The activity will be live-streamed and is available at this link.

Collection. Contemporary Art: 1975–Present
Miércoles 13 de mayo, 2026 - 19:00 h
In this lecture, Museo Reina Sofía director Manuel Segade outlines the key readings of the new presentation of the Collection on Floor 4 of the Sabatini Building. This new arrangement is framed inside an ambitious rehang that harnesses the uses of the Museo’s architecture, in a plan that will continue in 2027 with the opening of Floor 3 in the same building, culminating with Floor 2 in 2028.
The new rehang of the Collections, unveiled on 16 February 2026, sets forth a journey through contemporary art history over the past fifty years in Spain.
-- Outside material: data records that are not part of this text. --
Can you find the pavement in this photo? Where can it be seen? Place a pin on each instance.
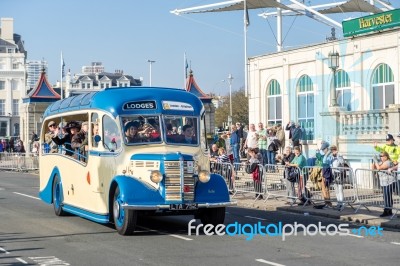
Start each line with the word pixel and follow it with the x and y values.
pixel 363 216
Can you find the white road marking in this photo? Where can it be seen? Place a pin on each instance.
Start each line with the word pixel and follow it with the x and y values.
pixel 173 235
pixel 262 219
pixel 21 260
pixel 5 251
pixel 29 196
pixel 269 262
pixel 355 235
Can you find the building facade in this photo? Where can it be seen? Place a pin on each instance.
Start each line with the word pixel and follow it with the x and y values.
pixel 34 68
pixel 12 78
pixel 296 85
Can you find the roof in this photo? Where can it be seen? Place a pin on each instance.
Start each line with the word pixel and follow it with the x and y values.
pixel 192 87
pixel 114 77
pixel 43 92
pixel 113 99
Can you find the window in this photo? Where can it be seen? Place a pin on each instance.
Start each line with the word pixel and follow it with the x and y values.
pixel 15 107
pixel 140 129
pixel 343 91
pixel 16 129
pixel 112 138
pixel 3 129
pixel 382 87
pixel 2 107
pixel 274 99
pixel 305 106
pixel 14 84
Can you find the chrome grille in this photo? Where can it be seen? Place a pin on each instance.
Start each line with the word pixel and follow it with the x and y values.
pixel 173 183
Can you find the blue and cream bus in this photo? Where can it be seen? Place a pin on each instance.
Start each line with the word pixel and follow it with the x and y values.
pixel 120 175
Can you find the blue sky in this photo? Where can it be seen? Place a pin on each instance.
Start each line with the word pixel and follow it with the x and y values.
pixel 124 34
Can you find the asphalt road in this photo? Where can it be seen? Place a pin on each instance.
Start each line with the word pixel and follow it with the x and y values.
pixel 31 234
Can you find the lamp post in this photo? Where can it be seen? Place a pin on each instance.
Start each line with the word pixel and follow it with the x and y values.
pixel 150 63
pixel 230 99
pixel 333 62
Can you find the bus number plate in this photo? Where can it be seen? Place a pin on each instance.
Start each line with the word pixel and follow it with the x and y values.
pixel 188 206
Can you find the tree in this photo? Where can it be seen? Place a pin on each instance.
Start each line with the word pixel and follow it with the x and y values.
pixel 240 109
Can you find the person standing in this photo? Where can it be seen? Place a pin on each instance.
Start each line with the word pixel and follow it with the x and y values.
pixel 252 139
pixel 280 135
pixel 235 142
pixel 299 161
pixel 262 142
pixel 288 157
pixel 337 161
pixel 387 182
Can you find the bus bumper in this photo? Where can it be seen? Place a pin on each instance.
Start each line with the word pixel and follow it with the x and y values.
pixel 168 206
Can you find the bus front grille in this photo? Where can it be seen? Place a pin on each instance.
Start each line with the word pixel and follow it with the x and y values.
pixel 173 185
Rather than an unambiguous narrative, the floor recounts the same period — from the Transition to democracy in Spain to the present — in three different ways, starting back at the 1970s time and again.
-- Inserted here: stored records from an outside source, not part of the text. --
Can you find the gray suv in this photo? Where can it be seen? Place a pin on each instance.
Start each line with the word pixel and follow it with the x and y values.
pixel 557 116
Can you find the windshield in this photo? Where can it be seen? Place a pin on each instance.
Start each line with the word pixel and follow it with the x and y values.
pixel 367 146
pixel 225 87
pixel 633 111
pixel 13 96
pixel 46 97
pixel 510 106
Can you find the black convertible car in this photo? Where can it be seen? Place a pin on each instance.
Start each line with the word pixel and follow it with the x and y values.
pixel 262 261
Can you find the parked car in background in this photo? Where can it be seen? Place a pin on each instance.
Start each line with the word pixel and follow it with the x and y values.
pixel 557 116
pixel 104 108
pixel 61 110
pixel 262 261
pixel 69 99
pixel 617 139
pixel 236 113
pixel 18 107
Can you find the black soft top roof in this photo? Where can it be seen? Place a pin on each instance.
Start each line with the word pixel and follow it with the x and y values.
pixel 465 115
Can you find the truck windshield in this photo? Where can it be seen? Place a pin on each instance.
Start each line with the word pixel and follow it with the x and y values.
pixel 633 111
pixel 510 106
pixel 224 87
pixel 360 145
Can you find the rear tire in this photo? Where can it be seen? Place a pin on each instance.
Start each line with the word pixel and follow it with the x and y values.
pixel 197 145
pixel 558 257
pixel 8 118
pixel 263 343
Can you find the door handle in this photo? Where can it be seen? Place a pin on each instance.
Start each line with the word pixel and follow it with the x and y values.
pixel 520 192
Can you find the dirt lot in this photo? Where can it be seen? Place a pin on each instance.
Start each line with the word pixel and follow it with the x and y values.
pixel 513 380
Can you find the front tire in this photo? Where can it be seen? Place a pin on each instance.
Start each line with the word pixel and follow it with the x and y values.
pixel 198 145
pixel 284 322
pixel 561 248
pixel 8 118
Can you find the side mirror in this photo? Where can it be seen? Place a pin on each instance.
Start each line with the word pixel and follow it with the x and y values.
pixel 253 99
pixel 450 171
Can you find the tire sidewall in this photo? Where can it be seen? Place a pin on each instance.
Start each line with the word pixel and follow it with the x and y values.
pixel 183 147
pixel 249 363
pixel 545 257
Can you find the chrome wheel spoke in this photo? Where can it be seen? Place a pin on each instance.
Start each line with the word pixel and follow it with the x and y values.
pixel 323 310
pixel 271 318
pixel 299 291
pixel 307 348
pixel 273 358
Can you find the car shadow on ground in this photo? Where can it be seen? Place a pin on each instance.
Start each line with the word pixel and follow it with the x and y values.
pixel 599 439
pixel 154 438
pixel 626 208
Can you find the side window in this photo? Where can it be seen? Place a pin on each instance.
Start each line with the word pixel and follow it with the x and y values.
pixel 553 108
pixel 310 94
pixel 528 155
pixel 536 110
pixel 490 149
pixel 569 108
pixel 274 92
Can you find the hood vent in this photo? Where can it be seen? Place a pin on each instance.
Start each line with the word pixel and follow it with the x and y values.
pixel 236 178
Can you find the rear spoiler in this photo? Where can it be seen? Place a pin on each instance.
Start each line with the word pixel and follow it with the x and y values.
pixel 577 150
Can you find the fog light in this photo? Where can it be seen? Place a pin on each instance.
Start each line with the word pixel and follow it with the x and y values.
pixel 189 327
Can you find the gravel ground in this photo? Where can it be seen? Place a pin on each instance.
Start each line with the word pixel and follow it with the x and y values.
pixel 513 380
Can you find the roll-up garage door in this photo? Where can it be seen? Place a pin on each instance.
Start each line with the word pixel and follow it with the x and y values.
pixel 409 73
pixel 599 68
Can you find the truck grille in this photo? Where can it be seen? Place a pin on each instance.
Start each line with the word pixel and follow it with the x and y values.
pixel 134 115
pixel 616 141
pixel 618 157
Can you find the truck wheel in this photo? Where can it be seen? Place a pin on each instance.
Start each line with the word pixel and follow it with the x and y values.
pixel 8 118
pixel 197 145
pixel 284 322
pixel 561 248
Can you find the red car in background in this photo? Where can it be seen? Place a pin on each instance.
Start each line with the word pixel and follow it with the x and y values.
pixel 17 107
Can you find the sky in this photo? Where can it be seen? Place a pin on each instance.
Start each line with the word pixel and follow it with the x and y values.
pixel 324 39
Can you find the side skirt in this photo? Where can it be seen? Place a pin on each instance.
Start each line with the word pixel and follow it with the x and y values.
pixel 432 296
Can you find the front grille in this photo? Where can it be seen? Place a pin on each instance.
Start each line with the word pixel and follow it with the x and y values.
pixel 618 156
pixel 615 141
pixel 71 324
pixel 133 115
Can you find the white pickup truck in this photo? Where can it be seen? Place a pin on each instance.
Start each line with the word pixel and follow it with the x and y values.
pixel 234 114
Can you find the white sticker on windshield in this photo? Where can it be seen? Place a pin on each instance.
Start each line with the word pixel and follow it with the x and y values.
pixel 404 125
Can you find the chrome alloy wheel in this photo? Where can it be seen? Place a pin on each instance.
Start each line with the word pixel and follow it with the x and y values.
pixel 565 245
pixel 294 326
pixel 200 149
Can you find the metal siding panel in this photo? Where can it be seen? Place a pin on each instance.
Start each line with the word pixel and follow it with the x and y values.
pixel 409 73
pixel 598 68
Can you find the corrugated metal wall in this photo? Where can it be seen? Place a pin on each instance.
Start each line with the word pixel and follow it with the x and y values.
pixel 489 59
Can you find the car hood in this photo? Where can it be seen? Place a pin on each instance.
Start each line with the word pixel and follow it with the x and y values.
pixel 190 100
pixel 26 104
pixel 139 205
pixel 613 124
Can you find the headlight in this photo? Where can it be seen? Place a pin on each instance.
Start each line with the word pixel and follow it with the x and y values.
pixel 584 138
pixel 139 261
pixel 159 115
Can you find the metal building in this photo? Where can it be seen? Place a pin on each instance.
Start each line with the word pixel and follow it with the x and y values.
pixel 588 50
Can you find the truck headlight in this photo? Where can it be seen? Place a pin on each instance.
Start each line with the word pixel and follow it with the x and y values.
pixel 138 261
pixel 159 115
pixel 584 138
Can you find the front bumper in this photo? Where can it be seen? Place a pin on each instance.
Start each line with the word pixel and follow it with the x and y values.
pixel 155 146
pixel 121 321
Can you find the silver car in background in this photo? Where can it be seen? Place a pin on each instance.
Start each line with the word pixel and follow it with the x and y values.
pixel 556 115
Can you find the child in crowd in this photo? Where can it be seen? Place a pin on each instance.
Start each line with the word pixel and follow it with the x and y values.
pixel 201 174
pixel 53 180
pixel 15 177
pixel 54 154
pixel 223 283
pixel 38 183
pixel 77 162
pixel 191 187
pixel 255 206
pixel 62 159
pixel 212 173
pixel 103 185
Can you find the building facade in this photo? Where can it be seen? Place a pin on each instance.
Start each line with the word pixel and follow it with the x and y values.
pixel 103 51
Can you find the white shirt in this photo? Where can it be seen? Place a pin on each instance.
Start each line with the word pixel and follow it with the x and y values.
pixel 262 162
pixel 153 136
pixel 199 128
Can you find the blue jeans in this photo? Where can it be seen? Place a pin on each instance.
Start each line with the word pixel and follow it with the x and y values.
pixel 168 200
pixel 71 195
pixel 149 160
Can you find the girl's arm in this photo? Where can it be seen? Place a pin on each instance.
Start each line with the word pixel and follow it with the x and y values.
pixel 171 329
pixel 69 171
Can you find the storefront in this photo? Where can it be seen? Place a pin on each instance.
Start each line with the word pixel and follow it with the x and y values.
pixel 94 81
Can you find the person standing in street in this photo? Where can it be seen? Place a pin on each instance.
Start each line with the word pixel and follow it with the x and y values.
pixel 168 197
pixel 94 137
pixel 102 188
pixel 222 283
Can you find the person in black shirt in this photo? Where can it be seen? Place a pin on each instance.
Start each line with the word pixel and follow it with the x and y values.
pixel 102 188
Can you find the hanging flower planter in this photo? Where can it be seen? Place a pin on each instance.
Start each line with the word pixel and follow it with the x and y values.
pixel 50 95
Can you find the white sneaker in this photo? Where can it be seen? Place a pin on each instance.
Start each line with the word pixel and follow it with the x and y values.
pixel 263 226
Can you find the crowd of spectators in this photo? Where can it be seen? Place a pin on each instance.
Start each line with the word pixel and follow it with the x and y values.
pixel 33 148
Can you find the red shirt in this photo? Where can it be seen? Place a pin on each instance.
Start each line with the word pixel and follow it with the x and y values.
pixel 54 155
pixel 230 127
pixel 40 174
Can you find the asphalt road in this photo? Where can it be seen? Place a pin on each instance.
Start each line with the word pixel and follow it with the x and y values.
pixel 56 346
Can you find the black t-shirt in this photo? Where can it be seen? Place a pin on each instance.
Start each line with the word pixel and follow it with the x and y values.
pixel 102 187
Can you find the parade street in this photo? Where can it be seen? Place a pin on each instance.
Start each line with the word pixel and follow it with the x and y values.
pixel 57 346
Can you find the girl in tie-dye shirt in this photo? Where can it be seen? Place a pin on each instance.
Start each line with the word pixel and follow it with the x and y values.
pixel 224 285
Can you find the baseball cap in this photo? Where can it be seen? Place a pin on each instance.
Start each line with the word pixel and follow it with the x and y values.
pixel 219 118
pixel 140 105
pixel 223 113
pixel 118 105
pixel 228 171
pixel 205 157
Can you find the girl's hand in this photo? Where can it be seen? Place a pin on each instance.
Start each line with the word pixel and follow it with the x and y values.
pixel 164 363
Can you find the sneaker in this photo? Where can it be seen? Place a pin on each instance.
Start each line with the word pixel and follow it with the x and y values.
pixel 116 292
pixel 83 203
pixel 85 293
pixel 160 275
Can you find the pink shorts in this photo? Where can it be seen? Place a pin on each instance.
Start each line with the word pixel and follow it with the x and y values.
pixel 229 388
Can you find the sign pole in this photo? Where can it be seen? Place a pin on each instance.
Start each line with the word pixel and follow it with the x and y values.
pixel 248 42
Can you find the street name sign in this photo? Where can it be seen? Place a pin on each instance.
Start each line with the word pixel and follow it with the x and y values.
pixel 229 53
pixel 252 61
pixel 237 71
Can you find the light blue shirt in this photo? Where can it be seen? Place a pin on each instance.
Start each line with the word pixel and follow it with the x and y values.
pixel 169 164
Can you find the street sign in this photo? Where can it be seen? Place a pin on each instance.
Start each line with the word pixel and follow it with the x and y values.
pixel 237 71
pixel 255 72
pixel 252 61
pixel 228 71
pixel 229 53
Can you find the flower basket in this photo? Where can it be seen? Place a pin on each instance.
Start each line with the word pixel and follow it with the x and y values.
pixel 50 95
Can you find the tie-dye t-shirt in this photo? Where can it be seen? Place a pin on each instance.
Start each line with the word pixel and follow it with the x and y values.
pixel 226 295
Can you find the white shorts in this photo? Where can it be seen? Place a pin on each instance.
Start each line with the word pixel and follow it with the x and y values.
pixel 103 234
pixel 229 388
The exhibition route gets under way with a prologue that travels through the affections, material culture and institutionalism of the Spanish Transition, serving as a starting point for the three routes that follow. The first, A History of Affect in Contemporary Art, advances from affective systems in artmaking linked to the second wave of feminism, arriving at grief as a tool to interpret new realities. The second route, The Powers of Fiction: Sculpture, New Materialisms, and Relational Aesthetics, is conceived as a sculpture gallery in which the artworks engage with the public, focusing on the performance side of the discipline. This route shows, among other aspects, how Spanish sculpture has gained significant international visibility since the 1980s, with women artists playing a key role in this display. The third route, A New Framework. The Institution, the Market, and the Art that Transcends Both, zooms in on the origins of the Museo and its role in the process of art’s institutionalisation in Spain. In May 1986 the Centro de Arte Reina Sofía opened, occupying the first and second floors of the former hospital: the forty years that have elapsed since then enable a re-evaluation of the effects of the Museo on Spanish art and art on the institution.
This talk strengthens the goal of socially integrating the narratives produced by the Museo at a time when the Collections are under permanent review.